Having just read two great articles about book reviewing, it felt appropriate to make this the next, “Hey!” blog entry.
Joanna Young and Joyful Jubilant Learning ask what do you look for in a book review and Lillie Ammann reviews The Slippery Art of Book Reviewing.
These quotes tell the story of what not to do in a book review:
Now that this book is here, I can’t imagine not having it. My copy will be worn out before long.
We could easily insert this in almost every book review
A simple (and great) way to show that the choice of being a leader just depend on us.
This is the ENTIRE book review!
I read the book prior to its release. It’s a really interesting and informative read.
We don’t care when you read the book. (Puts on Freud hat) So, tell me why you feel that way?
This book is really badly written.
Tell me why you feel that way? The rest of the review doesn’t back up this statement.
A Book Reviewer’s Template
I agree with Joanna that I like Tim Milburn’s template:
When I read a book review, I want the following:
- Thumbs up or Thumbs down.
- Tell me what the four, five, six, or twenty one main points are in the book.
- Tell me how the book helped you grow, get better, or left you wanting.
- Give me some quotes that capture the author’s intent in writing the book.
- Tell me one thing the author could have done to improve the book (this helps me know the reviewer actually read the book).
- Show me a picture of the cover.
- Give me a link to Amazon or Barnes & Noble so I can quickly click through if I want to purchase (or read other reviews).

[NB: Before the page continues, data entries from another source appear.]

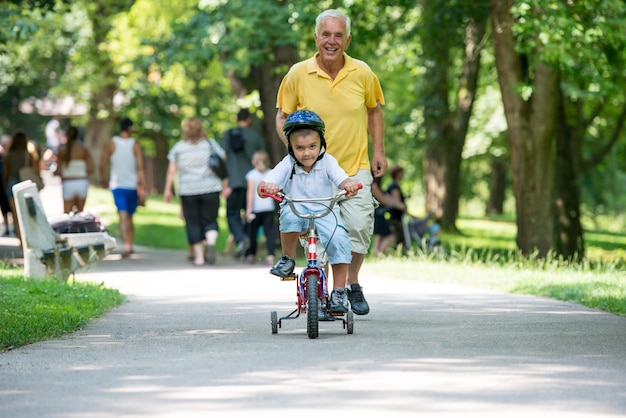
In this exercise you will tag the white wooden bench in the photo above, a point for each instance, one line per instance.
(46, 253)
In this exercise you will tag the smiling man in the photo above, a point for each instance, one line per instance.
(347, 95)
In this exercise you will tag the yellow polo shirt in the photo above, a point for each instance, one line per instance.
(341, 103)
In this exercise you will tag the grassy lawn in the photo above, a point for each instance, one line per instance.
(483, 255)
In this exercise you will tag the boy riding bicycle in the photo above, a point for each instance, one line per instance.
(308, 172)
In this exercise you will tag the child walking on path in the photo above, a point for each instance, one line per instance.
(259, 211)
(309, 172)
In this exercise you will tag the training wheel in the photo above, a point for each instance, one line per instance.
(350, 322)
(274, 322)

Ultimately, I read book reviews because I want to make an informed decision about investing in a book or bypassing it. A good review will pique my interest in a book or throw up red flags.
Me, the Book Reviewer
I admit that as a book reviewer, sometimes I feel pressured to produce a “good” review especially when connected with the author or to do a review of a book I don’t want to review. I’ve turned down email requests for book reviews directly from the author or publicists, but some manage to compel me to do it anyway.
When I write reviews, I think of readers first. My words could help them to decide to buy or not to buy. I don’t want to waste their money any more than I don’t want other reviewers wasting mine.
Obviously, I’m not a perfect reviewer as my Amazon reviewer ratings have plenty of “not helpful” votes.
Readers’ tastes and mine won’t be the same. Therefore, I need to give an overview of the book and its style (without rehashing the publisher’s summary), so readers can judge if it meets their tastes. I identify strengths and weaknesses.
A great example is 1,000 Recordings to Hear Before You Die (1,000 Before You Die). Read the reviews and you’ll see comments such as “not enough (genre)” or “how can the author forget (song)?” The better reviews discuss a missing genre and why it needs to be included. One reviewer made an excellent point of how some songs won’t have the impact alone as it’s the reviewer’s experience with another one of a composer’s songs that made a difference to one of the songs listed in the book.
Some reviewers list the table of contents, which is silly because most online book stores provide that. Now, if they provide a summary of the major chapters — that’s a different story. It’ll get boring fast to list every chapter title followed by a brief comment.
Long reviews don’t mean better reviews. I’ve seen one- or two-paragraph reviews blow away eight-paragraph reviews.
Feel free to share your thoughts about good and bad reviews — even if it’s my own.